Yes, I think so.  Obviously, with some of their locations, it is about location.  You can’t replicate natural beauty, so if you manage to find yourself in a place that’s attractive, from an entertainment perspective, you’ll continue to draw in the big crowds.  Anyone can replicate, I guess, in your home.  If you wanted to pimp your own house out and say ‘hey, I’ve got a few rooms here, you’re welcome to come’ and you share a cut with Airbnb, but I think that’s going to take time and it is more, kind of millennial, who are not necessarily the bigger spenders.  Whilst important to watch those trends over a longer period of time, I think it is going to take a long time for that to kind of fruition.  Who knows, maybe they’ll start selling their rooms on an hourly basis, just so people can come in, have a shower, have a two hour kip and then ship on out.  It is possible to be able to do that.  Certainly, it is changing.

Have you seen what’s happening to hotel companies globally.  Ratings are really coming under pressure.

But I think, at the same time, they are a lot more interactive tools online to be able to make people aware, so the services of excellence are arising.  With the likes of Trip Advisor, so people are advising on these businesses.  That gets them to the core of their service levels much better.

Sasha, I don’t know if you read the Sunday Times but there was a fascinating story there about Jamie Wilson, the departed Financial Director.

Yes a bit bizarre.

Isn’t it just.  It appears it wasn’t for health reasons that he’s leaving.  He’s giving up an enormous amount of money and options, and he’s leaving immediately.

Yes, and he’s 55, so it’s not…

I spoke to their company and they are very cautious to elaborate any more but they say there is definitely no fraud involved.  What does it leave you with?

Well, it says ‘he leaves the company in sound financial health’, which means it probably wasn’t performance related either.  It all sounds fine.  The only funny one I could come up with was he’s a Scotsman selling beer, but we’ve got Chris Gilmore in this market who does the same.

Yes, but Chris admits that he loves beer more than whiskey, which is nice.
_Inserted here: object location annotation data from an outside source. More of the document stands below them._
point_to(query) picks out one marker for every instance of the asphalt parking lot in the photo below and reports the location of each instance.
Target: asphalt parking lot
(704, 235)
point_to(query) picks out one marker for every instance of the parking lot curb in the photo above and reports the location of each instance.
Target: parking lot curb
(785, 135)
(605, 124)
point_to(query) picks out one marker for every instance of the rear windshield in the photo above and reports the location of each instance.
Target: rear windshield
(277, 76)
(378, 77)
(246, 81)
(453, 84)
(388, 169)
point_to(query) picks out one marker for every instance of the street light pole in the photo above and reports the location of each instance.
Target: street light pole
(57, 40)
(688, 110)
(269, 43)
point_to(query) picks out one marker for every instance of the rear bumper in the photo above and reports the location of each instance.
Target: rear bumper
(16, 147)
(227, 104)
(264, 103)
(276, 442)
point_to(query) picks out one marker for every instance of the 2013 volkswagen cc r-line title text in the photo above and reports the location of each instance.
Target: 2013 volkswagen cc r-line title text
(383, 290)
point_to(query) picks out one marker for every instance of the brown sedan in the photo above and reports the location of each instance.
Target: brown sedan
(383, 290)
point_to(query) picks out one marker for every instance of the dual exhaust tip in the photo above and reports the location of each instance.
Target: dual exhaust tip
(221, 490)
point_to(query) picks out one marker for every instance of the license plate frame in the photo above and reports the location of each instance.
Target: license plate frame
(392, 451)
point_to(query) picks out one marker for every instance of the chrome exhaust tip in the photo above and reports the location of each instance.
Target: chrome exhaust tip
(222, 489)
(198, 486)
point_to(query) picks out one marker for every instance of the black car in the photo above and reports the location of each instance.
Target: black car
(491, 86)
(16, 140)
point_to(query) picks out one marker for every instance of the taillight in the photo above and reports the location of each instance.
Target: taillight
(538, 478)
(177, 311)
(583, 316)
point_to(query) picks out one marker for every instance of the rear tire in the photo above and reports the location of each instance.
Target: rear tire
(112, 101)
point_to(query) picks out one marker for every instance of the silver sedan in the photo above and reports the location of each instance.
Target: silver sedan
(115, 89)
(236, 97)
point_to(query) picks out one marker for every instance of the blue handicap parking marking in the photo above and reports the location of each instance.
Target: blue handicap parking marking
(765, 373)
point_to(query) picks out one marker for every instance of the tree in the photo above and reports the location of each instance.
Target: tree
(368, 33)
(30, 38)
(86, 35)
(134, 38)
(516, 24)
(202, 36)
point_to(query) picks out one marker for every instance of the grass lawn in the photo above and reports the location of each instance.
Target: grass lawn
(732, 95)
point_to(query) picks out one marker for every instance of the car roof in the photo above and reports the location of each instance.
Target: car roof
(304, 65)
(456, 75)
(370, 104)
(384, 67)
Maybe when he went home, they said ‘you’ve got to drink whiskey.  It all sounded rather fishy and like the company was maybe trying to cover something bigger, or maybe the stresses of the job.  I think what people have to…

Then its health related and this is a company and they’re very good at it.

Then it’s a personal issue.

SAB has been good at saying ‘Graham Mackay had health issues and that’s the reason he left’.  In this case, they are being extremely opaque.

Should they have said ‘he wants to spend more time with his teenage kids’?  I don’t know.

I would say that that is probably smarter than what they’ve done.

To leave us questioning his departure…

Insiders all know.  Everybody within the company knows, whereas outsiders, who own the company, don’t.  It doesn’t appear to me as though they’ve played this well.  They could have done better because now you’ve got the Sunday Times putting its main story in the Business Section, explaining in pretty rational terms ‘why does somebody gives up huge amounts of money’ and just walk out the door?

Leave behind such an enormous amount of money.

There has to be something and it is not health reasons, and it’s not fraud, so what is it?

I don’t know, like I said the business said ‘he leaves it sound financial state’, so maybe it is not performance related but maybe he could have done a better job.  Maybe there is something else there that we don’t know about but I think that point about work pressures is well made.  There’s a reason why company execs are well remunerated, and that’s because they can get a call in the middle of the night and say ‘on the job’.  I think that part a lot of people…

You don’t think that that’s just the norm in society today.

Yes and no.  I suppose we’ve been invaded with these devices, to a certain extent, but there’s a reason why people are well paid.